To prevent arbitrary selection of peaks and valleys in a noisy reconstruction, the standard could specify a limit for the allowed deviation from the physical hot-rod distances when selecting the position of peak and valleys in the profiles of the Derenzo region.
To evaluate the influence of radial and axial offsets on the spatial resolution, the standard could specify different radial distances at which the Derenzo phantom should be placed. Similarly, the standard could also specify additional measurements of the rotated phantom to investigate the isotropy of the spatial resolution.
In our opinion, such a method would depend much less on the system’s geometry and technology and would provide a much more realistic benchmark, closely mirroring real-world use of the system. As one of the disadvantages, the precision of this method would be limited by the differences in hot-rod distances between the phantom’s region. However, with commonly used Derenzo phantoms, one would achieve a precision in the determination of the spatial resolution of 0.1 mm, which is more than adequate to assess the scanner’s viability for intended applications. Another drawback of the Derenzo phantom is that it is missing warm background activity and which could potentially lead to an artificial enhancement of spatial resolution with a high number of reconstruction iterations.

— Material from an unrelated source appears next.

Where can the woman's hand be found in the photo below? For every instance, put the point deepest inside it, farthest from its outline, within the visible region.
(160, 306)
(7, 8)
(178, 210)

The outlined method is only intended as one possible first suggestion. We believe that developing a robust and objective method to benchmark the spatial resolution is a challenging and important research problem. One advantage of the current evaluation method is its simplicity, which simplifies Monte Carlo simulation and similar research.
As another alternative, Lodge et al. [28] have recently proposed a novel method for the measurement of clinical PET spatial resolution using a homogeneous cylinder phantom at an oblique angle. Another idea would be two use two adjacent point sources in a warm background, similar to the method described in [24].